I started out in physics and moved into medical engineering. My dad and uncle were engineers, and my mom was a mathematics teacher, so I was brought up to think like an engineer. In the 70s I saw all these fascinating technologies being developed for the space program and the military and I thought it would be really cool if we could apply these to help restore function to the disabled. I had two grandfathers who were disabled—one lost his vision when I was seven and the other had a series of strokes—and that inspired me to want to make a difference in medicine and biomedical technology.
What misunderstandings exist about your field?
You have this notion of Franken-microbes, or this idea that engineers are running amok in biology labs trying to create life from scratch. Some scientists within the field propagate these kinds of rumors. I think much of what you read in the popular media about synthetic biology is far beyond what is going on in the labs.
Tinkering With Cells
Tell us about a circuit you've actually created.
In terms of a cell, a network or circuit means a set of proteins and genes interacting with each other. One circuit we've engineered is the genetic toggle switch. It's made of two genes; each wants to be on and shut the other one off. The circuit can exist in two stable states: in state 1, gene A is on and gene B is off; in state 2, gene B is on and gene A is off. The circuit can be switched between the states when we deliver an inducer—a chemical or environmental stimulus that shuts off the currently “on” gene. It's a relatively simple example of what we do. Toggle switches and related synthetic gene networks can be used to endow cells with the programmable ability to sense and adapt to their environment.

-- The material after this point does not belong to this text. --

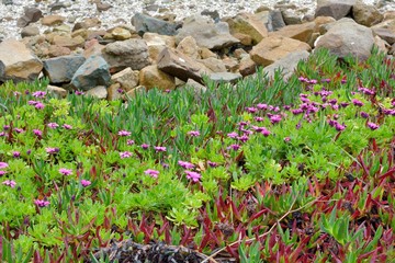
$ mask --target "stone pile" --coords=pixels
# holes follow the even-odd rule
[[[204,76],[233,83],[257,67],[269,77],[282,68],[286,79],[320,47],[360,60],[374,45],[395,54],[395,11],[380,13],[357,0],[318,0],[315,16],[303,19],[284,10],[261,7],[223,19],[205,12],[182,22],[137,13],[127,25],[101,30],[94,18],[71,28],[61,15],[27,8],[19,20],[23,38],[0,43],[0,83],[47,77],[58,94],[81,90],[115,100],[155,87],[204,89]],[[34,22],[52,30],[40,35]]]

You work in both systems biology and synthetic biology. How are they related?
In systems biology, researchers are taking computational approaches to studying the natural pathways and circuits inside cells. Whereas in synthetic biology we're trying to put together a new radio, in systems biology we're trying to figure out how an existing radio is wired up. It's like basic electrical engineering classes: students are given circuit boards and told to figure out how they work. They have to go through each component of the board, turn it on or off, measure its effects, and infer the underlying wiring. In systems biology, that's what we're doing inside the cell.
What questions can systems biology answer?

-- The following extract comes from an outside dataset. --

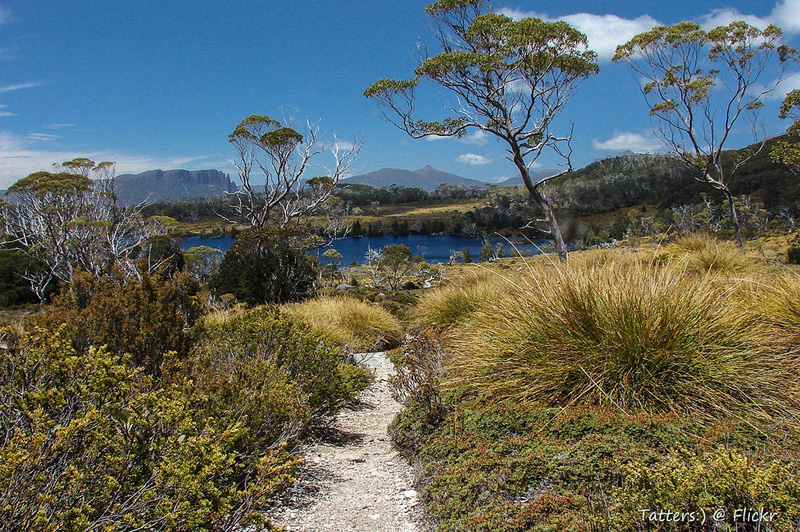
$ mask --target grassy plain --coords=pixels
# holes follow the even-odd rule
[[[407,408],[393,436],[439,530],[800,526],[800,272],[786,243],[640,239],[568,265],[448,270],[395,354]],[[774,517],[746,523],[743,508]]]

I'm excited about using systems biology to reveal how drugs work. Researchers are very good at testing whether a drug hits a target. But they don't know what else it hits inside the cell. We can take a systems biology approach: screen all the genes, proteins, and some metabolites in the cell to identify a drug's target. We've used our approach on antibiotics and shown that they target and activate many more cellular networks in bacteria than we thought. By understanding the inside wiring of the cells, and how circuits respond to a perturbation like an antibiotic, we can come up with better therapies.
We can use this same approach to understand how diseases affect different pathways. We can take someone with prostate cancer or breast cancer, look at the expression of genes in their tumors, and analyze which pathways have been affected. We're just beginning studies like that.
What's most challenging about working in these new fields?
There are a lot of cool synthetic biology ideas out there. It's pretty easy to come up with a circuit diagram and increasingly straightforward to build the cellular components you'll need. But it's really hard to get the constructed biological circuit to behave the way your schematic or model indicated. We've recently developed an approach that allows us to put together a number of well-characterized parts—genes, promoter, and proteins—and predict with some accuracy how they'll behave together in different circuits. But our synthetic biology toolkit is still relatively small. We're playing around with circuits that consist of two, three, maybe six genes that give cells rudimentary functions. We're expanding our understanding of cellular networks, but the cell is incredibly complicated and it's going to take a long time to figure it out. I'd be surprised if we ever develop a full understanding of every single network in the cell, which is partly why this field is so fascinating to be in. I think we'll be in business for a long time.
James J. Collins is a professor of bioengineering at Boston University and codirector of the Boston University Center for BioDynamics.